Dalam kunjungannya, Triyoga menerima langsung laporan dari kepala daerah setempat mengenai keresahan masyarakat terhadap penertiban kebun sawit di kawasan hutan.
“Bupati menyampaikan kekhawatiran masyarakat. Misalnya petani mengakui mereka takut kehilangan pekerjaan, kebunnya bisa hilang, bahkan khawatir akan terkena sanksi hukum. Ini menjadi keprihatinan kita bersama,” ujarnya dalam kegiatan media gathering, Senin (4/8/2025).

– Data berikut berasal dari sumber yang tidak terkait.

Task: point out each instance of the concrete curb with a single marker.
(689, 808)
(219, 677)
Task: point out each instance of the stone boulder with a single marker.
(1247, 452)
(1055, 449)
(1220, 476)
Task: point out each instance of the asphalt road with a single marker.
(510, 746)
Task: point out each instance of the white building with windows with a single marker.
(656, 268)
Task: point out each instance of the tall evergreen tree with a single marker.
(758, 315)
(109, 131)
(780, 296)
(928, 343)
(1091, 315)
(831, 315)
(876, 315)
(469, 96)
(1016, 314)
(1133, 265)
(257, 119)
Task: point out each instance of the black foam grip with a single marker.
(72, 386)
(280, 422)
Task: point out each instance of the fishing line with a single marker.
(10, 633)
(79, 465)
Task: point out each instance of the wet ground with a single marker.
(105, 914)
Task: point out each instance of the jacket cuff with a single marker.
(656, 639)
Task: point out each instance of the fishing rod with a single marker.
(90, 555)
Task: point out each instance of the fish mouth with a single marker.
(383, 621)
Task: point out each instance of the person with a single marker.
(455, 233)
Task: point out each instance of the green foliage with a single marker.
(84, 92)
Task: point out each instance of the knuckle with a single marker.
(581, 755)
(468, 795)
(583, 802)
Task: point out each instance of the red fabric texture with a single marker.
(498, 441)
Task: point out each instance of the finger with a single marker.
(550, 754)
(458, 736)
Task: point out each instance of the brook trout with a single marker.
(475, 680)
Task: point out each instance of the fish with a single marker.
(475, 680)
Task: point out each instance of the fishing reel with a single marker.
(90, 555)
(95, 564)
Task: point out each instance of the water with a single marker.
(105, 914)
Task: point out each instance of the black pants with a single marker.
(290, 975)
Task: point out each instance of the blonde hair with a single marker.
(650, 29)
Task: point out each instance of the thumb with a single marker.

Dia mengakui ada permasalahan kompleks yang memicu masalah hadirnya kebun di kawasan hutan, di antaranya karena lemahnya pengawasan kehutanan di daerah akibat minimnya tenaga pengawas yang ada di dinas kehutanan tingkat kabupaten dan ada pula dugaan praktik penyimpangan oleh oknum tertentu yang memanfaatkan situasi.
“Lahan-lahan yang berpindah tangan, kalau ditelusuri ini juga berkaitan budaya penanaman berpindah dimana lahan hutan sudah ditanami sejak puluhan bahkan ratusan tahun lalu, kemudian setelah jadi kebun lalu dijual dan menjadi kebun sawit tanpa kejelasan legalitas. Ini menjadi masalah yang kompleks,” tambahnya.
Baca Juga
Terkait dengan dampaknya terhadap sektor perbankan, OJK Riau saat ini tengah mendalami potensi risiko kredit bermasalah (non performing loan/NPL), terutama yang berkaitan dengan pembiayaan kebun sawit atau kredit yang diajukan petani sawit yang berada di kawasan hutan.
Dia mengakui, data pasti mengenai nilai kredit terdampak saat ini belum tersedia, namun dirinya meminta perbankan segera mengambil langkah antisipatif.
“Bank harus mulai melakukan pencadangan terhadap potensi kredit bermasalah ini. Tentu saja ini akan memengaruhi permodalan mereka. Tapi bank-bank pemerintah relatif kuat dan bisa menahan tekanan ini,” ujarnya.
Namun, dirinya mengingatkan, potensi dampak yang lebih besar justru bisa terjadi di sektor perbankan skala kecil seperti Bank Perkreditan Rakyat (BPR) atau Bank Pembangunan Daerah (BPD). Pasalnya, jika terjadi gagal bayar secara masif, bisa mengganggu likuiditas.
“Harapan kami dampaknya tidak terlalu dalam, jangan sampai ada bank yang kolaps. Untungnya, mayoritas kredit BPR dan BPD kita masih bersifat konsumtif, bukan produktif untuk pembiayaan sawit,” jelasnya.
OJK Riau akan terus memantau perkembangan ini dan berkoordinasi dengan seluruh pihak, termasuk pemerintah daerah dan kementerian terkait, untuk memastikan stabilitas sektor keuangan tetap terjaga di tengah proses pemulihan dan penataan ulang kawasan hutan.